Two companies - 10 Tanker Air Carrier LLC and Coulson Aviation (USA) Inc. - protested the Forest Service's decision. As a result, those seven tankers never flew, and businesses were asked to submit new proposals.
10 Tanker Air Carrier, though, was awarded the contract on Monday, and Coulson Aircrane (USA) Inc. - which has the same owner as Coulson Aviation - also received a contract, said Tom Harbour, Forest Service's director of fire and aviation managment.
'We're quite pleased... ' said Rick Hatton, president of 10 Tanker Air Carrier. 'We feel as though a future with more DC-10s is good for the country and for the states that have these kinds of fires. '
Meanwhile, Neptune was the lone company to be awarded a contract last year and to be left off this year's list.
Snyder said he asked the Forest Service to pay the same amount in 2013 as in last year's proposal.
Neptune already fields seven of the Forest Service's eight 'legacy ' tankers.

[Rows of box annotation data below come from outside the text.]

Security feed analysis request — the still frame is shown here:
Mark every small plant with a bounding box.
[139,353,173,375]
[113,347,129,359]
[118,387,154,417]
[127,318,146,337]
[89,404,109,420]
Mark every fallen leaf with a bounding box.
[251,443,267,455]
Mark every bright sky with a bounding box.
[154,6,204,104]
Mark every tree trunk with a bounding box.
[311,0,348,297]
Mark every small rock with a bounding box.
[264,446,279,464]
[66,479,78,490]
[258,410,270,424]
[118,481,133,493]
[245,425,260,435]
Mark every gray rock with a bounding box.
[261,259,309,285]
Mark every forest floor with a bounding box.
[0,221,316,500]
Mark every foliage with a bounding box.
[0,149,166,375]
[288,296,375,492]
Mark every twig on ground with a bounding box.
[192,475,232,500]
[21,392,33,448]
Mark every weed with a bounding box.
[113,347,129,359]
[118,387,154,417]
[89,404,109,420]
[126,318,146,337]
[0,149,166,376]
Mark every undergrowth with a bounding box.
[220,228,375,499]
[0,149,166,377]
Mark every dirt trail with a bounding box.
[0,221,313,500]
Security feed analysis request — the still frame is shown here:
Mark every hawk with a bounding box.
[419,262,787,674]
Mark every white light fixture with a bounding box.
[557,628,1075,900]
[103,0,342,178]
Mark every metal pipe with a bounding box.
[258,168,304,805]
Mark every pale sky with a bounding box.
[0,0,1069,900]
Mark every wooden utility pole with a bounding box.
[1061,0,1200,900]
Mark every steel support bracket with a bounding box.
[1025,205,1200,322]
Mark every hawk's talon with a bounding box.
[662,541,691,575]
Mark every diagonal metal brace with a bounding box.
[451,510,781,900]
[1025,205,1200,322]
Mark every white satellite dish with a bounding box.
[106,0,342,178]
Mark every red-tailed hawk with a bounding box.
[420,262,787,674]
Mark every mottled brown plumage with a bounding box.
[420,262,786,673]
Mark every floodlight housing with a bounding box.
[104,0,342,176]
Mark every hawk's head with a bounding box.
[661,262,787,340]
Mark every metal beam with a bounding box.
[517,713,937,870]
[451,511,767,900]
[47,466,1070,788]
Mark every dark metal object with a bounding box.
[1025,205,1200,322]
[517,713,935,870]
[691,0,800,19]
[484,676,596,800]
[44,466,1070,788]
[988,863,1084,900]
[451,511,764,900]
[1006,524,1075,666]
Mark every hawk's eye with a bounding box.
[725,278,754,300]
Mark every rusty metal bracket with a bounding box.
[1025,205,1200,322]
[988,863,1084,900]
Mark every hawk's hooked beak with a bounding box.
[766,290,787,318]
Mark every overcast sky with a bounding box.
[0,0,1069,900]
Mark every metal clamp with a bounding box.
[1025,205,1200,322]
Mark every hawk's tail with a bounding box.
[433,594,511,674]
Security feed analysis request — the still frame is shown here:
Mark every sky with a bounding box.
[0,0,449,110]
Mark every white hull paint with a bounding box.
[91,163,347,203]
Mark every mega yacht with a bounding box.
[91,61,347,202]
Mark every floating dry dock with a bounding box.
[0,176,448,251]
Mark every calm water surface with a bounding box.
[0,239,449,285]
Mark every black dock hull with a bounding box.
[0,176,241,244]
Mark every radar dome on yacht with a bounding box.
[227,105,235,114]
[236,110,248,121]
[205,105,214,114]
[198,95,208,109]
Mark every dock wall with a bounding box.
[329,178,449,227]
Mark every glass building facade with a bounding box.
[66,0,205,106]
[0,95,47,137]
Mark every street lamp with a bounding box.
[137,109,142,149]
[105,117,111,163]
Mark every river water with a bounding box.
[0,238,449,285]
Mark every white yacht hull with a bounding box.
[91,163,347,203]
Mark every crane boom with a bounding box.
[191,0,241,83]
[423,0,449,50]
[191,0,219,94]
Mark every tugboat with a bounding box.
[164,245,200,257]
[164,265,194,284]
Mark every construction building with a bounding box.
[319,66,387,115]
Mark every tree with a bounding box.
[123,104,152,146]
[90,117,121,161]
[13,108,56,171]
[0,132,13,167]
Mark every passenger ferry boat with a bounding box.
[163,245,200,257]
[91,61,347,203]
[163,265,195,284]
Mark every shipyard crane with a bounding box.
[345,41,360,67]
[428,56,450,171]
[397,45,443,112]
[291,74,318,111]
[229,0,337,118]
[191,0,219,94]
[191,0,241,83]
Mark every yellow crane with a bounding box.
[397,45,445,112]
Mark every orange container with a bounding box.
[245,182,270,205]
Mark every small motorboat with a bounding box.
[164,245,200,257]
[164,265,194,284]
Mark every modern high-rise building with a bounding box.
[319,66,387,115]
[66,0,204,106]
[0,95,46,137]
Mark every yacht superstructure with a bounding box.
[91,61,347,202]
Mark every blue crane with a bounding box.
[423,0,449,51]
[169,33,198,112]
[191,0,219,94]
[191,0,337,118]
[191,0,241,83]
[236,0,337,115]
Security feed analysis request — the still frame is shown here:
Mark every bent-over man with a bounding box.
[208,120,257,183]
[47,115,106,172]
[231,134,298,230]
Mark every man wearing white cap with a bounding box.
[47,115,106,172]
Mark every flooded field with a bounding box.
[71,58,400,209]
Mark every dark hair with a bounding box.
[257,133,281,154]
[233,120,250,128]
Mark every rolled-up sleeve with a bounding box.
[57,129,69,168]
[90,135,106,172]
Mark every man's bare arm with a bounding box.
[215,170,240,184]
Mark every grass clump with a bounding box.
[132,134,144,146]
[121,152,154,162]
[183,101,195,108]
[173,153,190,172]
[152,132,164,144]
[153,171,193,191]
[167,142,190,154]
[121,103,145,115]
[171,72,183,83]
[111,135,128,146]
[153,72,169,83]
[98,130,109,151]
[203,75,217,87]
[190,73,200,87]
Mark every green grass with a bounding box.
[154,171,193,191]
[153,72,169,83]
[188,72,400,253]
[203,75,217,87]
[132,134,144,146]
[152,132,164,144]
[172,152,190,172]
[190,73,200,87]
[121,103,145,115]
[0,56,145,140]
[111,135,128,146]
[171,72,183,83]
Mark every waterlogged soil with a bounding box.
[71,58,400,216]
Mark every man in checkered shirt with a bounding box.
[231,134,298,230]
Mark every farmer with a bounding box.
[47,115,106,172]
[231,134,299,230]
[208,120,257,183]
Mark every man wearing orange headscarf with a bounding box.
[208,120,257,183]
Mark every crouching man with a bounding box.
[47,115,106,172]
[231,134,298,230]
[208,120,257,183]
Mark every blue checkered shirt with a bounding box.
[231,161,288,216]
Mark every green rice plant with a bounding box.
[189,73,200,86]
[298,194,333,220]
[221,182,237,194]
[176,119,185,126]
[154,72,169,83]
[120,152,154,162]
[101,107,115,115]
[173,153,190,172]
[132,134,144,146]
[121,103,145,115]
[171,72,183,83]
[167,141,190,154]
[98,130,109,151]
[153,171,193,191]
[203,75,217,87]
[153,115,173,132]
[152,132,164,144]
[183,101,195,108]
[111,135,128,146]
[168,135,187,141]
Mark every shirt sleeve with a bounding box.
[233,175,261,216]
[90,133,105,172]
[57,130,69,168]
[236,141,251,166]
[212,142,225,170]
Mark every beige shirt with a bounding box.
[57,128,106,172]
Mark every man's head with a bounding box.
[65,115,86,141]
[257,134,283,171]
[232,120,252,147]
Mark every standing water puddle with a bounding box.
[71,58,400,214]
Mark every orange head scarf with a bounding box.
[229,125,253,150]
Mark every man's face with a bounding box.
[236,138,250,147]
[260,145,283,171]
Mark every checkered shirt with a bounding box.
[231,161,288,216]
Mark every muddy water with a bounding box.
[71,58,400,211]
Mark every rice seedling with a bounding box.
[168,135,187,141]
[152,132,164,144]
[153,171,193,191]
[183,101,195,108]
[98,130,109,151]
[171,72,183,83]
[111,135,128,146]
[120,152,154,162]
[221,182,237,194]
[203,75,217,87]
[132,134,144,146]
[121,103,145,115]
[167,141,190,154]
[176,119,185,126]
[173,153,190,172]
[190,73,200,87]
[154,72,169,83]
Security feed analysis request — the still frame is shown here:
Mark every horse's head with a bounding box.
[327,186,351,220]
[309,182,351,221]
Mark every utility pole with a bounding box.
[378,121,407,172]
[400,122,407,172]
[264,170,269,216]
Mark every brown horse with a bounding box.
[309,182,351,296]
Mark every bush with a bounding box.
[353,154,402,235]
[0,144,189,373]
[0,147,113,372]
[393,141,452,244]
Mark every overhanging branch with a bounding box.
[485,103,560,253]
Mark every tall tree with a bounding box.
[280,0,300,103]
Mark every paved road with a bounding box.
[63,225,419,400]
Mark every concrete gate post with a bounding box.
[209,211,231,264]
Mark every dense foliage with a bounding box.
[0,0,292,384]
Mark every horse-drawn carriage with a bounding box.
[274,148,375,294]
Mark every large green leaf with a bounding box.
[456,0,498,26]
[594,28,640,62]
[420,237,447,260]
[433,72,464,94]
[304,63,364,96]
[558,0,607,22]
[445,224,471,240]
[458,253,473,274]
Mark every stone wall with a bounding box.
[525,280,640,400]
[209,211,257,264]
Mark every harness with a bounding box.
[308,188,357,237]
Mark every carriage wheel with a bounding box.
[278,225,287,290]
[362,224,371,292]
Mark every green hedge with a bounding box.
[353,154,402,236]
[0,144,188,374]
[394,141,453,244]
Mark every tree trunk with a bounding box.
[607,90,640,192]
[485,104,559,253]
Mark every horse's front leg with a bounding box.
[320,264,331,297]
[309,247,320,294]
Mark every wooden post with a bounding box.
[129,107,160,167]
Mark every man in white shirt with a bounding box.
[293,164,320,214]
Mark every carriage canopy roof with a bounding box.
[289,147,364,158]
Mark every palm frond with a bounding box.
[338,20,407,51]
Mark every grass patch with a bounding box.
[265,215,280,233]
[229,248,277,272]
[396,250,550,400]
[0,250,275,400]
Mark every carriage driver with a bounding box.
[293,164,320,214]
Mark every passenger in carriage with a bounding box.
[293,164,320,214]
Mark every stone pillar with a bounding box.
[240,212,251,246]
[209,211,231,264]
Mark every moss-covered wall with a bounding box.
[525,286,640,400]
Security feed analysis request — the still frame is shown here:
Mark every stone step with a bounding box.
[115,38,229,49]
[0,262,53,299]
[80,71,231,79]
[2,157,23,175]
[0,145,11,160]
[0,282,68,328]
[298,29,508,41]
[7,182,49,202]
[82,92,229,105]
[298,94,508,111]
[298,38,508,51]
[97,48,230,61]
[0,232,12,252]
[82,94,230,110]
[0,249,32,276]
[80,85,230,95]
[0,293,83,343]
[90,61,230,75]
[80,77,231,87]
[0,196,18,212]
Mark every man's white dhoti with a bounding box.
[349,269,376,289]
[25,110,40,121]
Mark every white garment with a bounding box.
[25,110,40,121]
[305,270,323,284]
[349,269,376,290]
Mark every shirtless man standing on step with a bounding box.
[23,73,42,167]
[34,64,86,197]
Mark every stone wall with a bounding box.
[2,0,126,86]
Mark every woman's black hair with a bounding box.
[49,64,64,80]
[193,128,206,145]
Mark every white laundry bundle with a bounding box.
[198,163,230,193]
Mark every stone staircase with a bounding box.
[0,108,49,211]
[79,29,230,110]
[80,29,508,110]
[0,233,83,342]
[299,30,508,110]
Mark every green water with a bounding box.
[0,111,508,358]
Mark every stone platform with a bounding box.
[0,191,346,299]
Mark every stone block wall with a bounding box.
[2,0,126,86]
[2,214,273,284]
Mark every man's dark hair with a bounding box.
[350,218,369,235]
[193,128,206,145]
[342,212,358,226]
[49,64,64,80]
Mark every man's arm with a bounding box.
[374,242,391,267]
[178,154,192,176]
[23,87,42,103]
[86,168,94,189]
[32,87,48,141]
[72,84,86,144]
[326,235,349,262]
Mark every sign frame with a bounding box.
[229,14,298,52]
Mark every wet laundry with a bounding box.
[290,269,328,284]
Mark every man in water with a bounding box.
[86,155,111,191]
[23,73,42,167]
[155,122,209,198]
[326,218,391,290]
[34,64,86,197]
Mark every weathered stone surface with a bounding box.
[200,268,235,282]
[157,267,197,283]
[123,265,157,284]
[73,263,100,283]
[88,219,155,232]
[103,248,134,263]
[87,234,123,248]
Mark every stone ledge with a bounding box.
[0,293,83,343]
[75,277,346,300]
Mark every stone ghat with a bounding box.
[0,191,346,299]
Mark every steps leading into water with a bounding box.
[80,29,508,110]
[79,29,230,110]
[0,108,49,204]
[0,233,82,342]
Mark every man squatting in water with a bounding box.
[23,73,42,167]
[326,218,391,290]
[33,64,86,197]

Those 'legacy ' contracts, however, did not include any options to extend the contract from five years to 10 - as was the case with Monday's contracts.
Contract length is key, he said, because it takes millions of dollars to retrofit planes to fight fires.
If no protest is filed, the seven moderinzed tankers must be flight-ready within 60 days of their contract being finalized - a process that could take a few days, Harbour said.
If a protest is filed, the Government Accountability Office must make a ruling within 100 days.